The Bank of Ghana recorded a GHS 15.6 billion loss in 2025. This loss represents the financial cost of achieving macroeconomic stabilisation, according to entrepreneur and finance policy analyst Senyo Kwasi Hosi. He argues the central bank’s actions delivered one of Ghana’s most significant economic turnarounds in recent years.
Mr. Hosi stated that public discussion focused too narrowly on the headline loss. People ignored the important policy outcomes that followed the central bank’s actions. He noted that the speed of criticism should match the speed of acknowledging success.
This financial result was mainly due to three policy-related costs. These included GHS 16.7 billion for absorbing excess money in the system through open market operations. There was also GHS 9.1 billion spent on the Domestic Gold Purchase Programme to build national reserves. Finally, GHS 29.1 billion came from foreign exchange revaluation charges, caused by a stronger cedi. Ghana entered 2025 with significant fiscal overspending, amounting to 3.1% of its total economic output, which created excess cash in the banking system.
“These are not commercial losses. They are policy costs; the price of reversing years of fiscal slippages and monetary expansion,” Mr. Hosi wrote in a commentary. He titled his analysis “The BoG Loss That Saved the Economy.” Central banks do not aim to make profits; their job is to keep prices stable, protect the currency, and maintain trust in the financial system. When they act strongly to bring back stability, their financial records show the cost of those actions, but the economic benefits are much greater than these accounting charges.
Mr. Hosi emphasised that the Bank of Ghana had very little choice but to act decisively. The economy faced immense pressures from government spending and too much money circulating in the market at the start of 2025. He pointed to a GHS 36 billion overspend, which was equal to Ghana's entire loan from the International Monetary Fund at the time. This overspending flooded the financial system with extra cash.
The clearest sign of the central bank's successful policies was a dramatic drop in the growth of reserve money and a sharp fall in inflation. Mr. Hosi highlighted data from the Bank of Ghana and the Ghana Statistical Service. This data showed that reserve money growth plummeted from 104.5% in late 2024 to 2.6% by December 2025. Inflation also fell for 13 months straight, from 23.8% to 5.4%, and further to 3.2% by March 2026. This demonstrates strong monetary policy in action, according to Mr. Hosi.
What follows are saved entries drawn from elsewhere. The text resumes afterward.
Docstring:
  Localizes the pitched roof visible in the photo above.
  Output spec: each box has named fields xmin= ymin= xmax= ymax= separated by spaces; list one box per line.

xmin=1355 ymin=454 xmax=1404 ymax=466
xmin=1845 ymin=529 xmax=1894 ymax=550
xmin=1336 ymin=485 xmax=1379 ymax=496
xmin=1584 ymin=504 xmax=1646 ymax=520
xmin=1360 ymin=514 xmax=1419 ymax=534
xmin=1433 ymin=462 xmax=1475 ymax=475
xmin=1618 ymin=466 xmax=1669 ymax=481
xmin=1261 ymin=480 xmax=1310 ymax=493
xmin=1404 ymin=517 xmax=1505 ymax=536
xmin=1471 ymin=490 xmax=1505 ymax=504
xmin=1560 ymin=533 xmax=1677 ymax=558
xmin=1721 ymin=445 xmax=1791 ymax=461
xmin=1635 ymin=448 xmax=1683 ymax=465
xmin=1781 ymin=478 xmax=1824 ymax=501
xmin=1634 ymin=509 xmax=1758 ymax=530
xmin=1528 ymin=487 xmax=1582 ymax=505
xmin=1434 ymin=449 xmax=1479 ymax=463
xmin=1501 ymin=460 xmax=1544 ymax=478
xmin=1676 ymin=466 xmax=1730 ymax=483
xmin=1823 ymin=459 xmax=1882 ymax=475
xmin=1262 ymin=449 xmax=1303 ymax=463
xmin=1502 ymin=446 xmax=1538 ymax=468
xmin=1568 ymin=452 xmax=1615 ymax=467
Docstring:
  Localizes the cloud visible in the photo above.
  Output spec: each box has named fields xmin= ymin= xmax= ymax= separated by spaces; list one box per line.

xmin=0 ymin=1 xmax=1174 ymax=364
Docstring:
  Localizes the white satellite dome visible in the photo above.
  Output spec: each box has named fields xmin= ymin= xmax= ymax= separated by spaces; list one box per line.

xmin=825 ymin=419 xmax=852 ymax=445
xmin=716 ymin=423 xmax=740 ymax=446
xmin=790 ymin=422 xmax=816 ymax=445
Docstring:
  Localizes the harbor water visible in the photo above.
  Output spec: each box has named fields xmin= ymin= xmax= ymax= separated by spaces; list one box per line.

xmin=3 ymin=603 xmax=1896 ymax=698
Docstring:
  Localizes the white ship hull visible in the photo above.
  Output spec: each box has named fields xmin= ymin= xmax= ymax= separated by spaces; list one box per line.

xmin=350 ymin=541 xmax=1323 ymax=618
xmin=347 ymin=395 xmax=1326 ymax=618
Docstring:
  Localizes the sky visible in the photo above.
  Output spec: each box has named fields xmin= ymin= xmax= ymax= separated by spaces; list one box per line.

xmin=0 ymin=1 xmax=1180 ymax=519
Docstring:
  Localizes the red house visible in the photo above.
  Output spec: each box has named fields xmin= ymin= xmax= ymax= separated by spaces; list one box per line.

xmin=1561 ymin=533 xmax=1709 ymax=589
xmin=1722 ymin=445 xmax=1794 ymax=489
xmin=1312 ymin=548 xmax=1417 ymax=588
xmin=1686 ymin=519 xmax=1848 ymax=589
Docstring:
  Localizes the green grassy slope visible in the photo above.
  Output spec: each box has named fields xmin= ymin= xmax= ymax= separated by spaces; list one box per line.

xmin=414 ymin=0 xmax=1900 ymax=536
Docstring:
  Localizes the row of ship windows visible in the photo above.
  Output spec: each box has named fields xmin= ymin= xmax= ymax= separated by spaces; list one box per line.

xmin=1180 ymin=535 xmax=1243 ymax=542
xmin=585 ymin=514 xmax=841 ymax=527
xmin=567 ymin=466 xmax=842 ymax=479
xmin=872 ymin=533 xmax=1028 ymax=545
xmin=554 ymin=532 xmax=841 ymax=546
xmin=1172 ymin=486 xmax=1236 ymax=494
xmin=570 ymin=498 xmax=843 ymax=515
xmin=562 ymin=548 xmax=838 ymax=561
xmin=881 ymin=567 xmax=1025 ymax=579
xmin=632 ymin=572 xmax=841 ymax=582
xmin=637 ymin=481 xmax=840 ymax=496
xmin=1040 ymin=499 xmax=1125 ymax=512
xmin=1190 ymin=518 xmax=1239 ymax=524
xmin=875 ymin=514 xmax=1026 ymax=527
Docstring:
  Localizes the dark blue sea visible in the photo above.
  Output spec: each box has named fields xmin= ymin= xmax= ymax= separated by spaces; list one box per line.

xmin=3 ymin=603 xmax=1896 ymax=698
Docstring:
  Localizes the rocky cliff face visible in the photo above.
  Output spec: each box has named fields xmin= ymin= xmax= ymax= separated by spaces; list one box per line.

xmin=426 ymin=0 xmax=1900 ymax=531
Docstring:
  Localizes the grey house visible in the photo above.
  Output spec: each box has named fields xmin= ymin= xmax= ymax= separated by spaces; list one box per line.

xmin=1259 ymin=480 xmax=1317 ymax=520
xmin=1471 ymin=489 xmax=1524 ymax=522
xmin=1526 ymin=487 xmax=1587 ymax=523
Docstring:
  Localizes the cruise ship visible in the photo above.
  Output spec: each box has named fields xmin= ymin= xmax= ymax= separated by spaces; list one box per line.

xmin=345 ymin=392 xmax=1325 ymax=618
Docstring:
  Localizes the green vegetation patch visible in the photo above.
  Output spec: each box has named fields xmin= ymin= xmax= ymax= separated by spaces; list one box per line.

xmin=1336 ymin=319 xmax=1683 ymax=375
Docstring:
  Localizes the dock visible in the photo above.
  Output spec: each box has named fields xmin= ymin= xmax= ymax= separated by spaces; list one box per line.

Mr. Hosi explained that open market operations were the central bank’s most effective tool against inflation during this period. By selling financial instruments, the Bank removed excess money from the economy. This significantly slowed down the growth of reserve money and helped to reduce inflationary pressure. He asserted that the GHS 16.7 billion cost for these operations was an investment that paid off, not a loss.
He also defended the GHS 29.1 billion foreign exchange revaluation charge. This was an accounting effect, not a loss of actual cash. The cedi grew stronger by 40.7% in 2025, which reduced the cedi value of the Bank’s foreign assets. Mr. Hosi clarified that no reserves were lost and no money left the central bank. It was simply a paper loss on the books due to the cedi's appreciation. For example, if USD 100 was worth GHS 1,470 in 2024, it became GHS 1,045 in 2025 because the cedi got stronger. The USD 100 remained the same; the change was only in its cedi equivalent.
Furthermore, Mr. Hosi supported the GHS 9.1 billion Domestic Gold Purchase Programme. This programme increased Ghana's gold reserves from USD 9.1 billion to USD 13.8 billion. Ghana now has enough reserves to cover 5.7 months of imports. The programme expanded to 111 metric tonnes of gold in 2025. This was a smart investment for national resilience and contributed to the cedi’s strength.
The broader economic benefits are significant. These include inflation dropping to a single digit and the cedi gaining about 40% in value. Households and businesses saved over GHS 60 billion in import costs. The government saved more than GHS 12 billion on foreign exchange-linked expenses. Public debt decreased from 61.8% to 45.3% of the total economic output. The country now has record high reserves, lower interest rates for borrowing, and renewed trust in its currency. Mr. Hosi concluded that the Bank of Ghana’s 2025 loss was not a sign of poor management. Instead, it proved that the central bank effectively used its financial power to bring back stability during a critical time.